Em dezembro do ano passado, a Secretaria da Aquicultura e Pesca publicou a portaria SAQ nº 009/2025, que estabelece o tamanho mínimo para que se possa capturar o burriquete. Na época, a publicação da portaria levou em conta o parecer técnico do coordenador-geral do Projeto de Monitoramento da Atividade Pesqueira (PMAP-SC), que afirmava não haver evidências científicas para a proibição da pesca.

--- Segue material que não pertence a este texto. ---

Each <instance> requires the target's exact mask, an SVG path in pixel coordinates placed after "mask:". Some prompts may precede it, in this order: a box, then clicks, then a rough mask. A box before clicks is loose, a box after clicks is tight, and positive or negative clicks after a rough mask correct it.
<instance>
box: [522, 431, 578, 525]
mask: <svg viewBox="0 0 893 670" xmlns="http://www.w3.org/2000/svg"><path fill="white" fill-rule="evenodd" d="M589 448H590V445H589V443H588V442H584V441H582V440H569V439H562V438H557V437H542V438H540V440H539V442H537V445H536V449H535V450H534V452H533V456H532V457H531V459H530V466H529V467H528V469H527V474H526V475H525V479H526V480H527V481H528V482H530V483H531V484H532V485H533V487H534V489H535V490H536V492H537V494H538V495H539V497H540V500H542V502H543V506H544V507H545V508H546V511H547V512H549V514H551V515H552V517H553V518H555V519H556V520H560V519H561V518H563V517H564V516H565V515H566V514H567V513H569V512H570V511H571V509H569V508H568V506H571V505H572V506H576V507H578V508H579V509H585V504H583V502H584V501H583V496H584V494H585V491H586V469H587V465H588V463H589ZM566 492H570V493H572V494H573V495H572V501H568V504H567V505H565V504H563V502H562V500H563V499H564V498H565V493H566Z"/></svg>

“O parecer destaca ainda que a inclusão do que se acreditava ser a espécie Pogonias Cromis na lista federal de ameaçadas, em 2014, desconsiderou dados de produção catarinenses, que mostraram volumes expressivos — como os 41 mil quilos capturados pela pesca artesanal em 2016”, alegou a Secretaria da Pesca.

Maricultores teriam relatado prejuízos ao cultivo de moluscos por conta do peixe, com estragos em pencas, lanternas e gaiolas. A secretaria alega que a captura controlada auxilia para o “manejo em áreas afetadas e beneficia diretamente a pesca artesanal”.

Contudo, o superintendente do Ibama em Santa Catarina, Paulo Maués, afirma que a regulamentação da atividade compete à esfera federal.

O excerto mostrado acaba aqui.